The many changes the pandemic created in supply chain management and consumption patterns will keep evolving. Input costs will continue to rise, and global trade will likely decline, finds the latest pork industry outlook from Rabobank.
The slowing global economy will have more visible consequences in 2022, and price inflation of consumer goods will put extra pressure on consumers’ wallets.
The threat from pig diseases has not gone away either, with African swine fever (ASF) proving to be still another major uncertainty for pork production; the impact of ASF varies regionally.
“In Europe, ASF has spread to new countries in recent months, challenging 2022 European production. In Asia, ASF continues to spread in China, but the impact is much lower than in 2020,” noted Chenjun Pan, senior analyst, animal protein, Rabobank.
Input costs continue to rise
Shipping rates, energy prices, and feed grain prices, together with labor costs, are challenging pork supply chains.
“In a slowing economy, producers and processors are finding it difficult to pass on all additional costs to consumers, so margins will be under pressure,” added Pan.
Input costs, particularly feed and transportation costs, will stay inflated in 2022, according to the analysts.

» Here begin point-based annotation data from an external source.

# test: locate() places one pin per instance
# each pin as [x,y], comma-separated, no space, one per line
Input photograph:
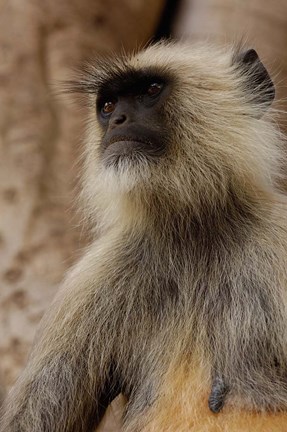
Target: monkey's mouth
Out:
[130,149]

Dry weather in Brazil, 2021 flooding in China, low inventory around the globe, and the uncertain impact of the Tonga volcanic eruption all imply that input costs could rise further. This would impose extra downward pressure on margins and profitability, they said.
Labor issues remain a challenge in North America and some European countries.
Global trade set to decline
Global pork imports and exports will likely decline from 2021 levels, mainly driven by reductions in China’s import demand as local production recovers, expect the Rabobank team.
Although traditional importing countries – mainly Japan and South Korea, plus some new importing countries – will likely increase imports, major exporters will need to find a new balance between supply and demand, they outlined.
“Despite ASF’s spread, we expect production in some Asian countries to continue recovering. In China, Vietnam, and the Philippines, the declining demand for imports is a result of better domestic production,” said Pan.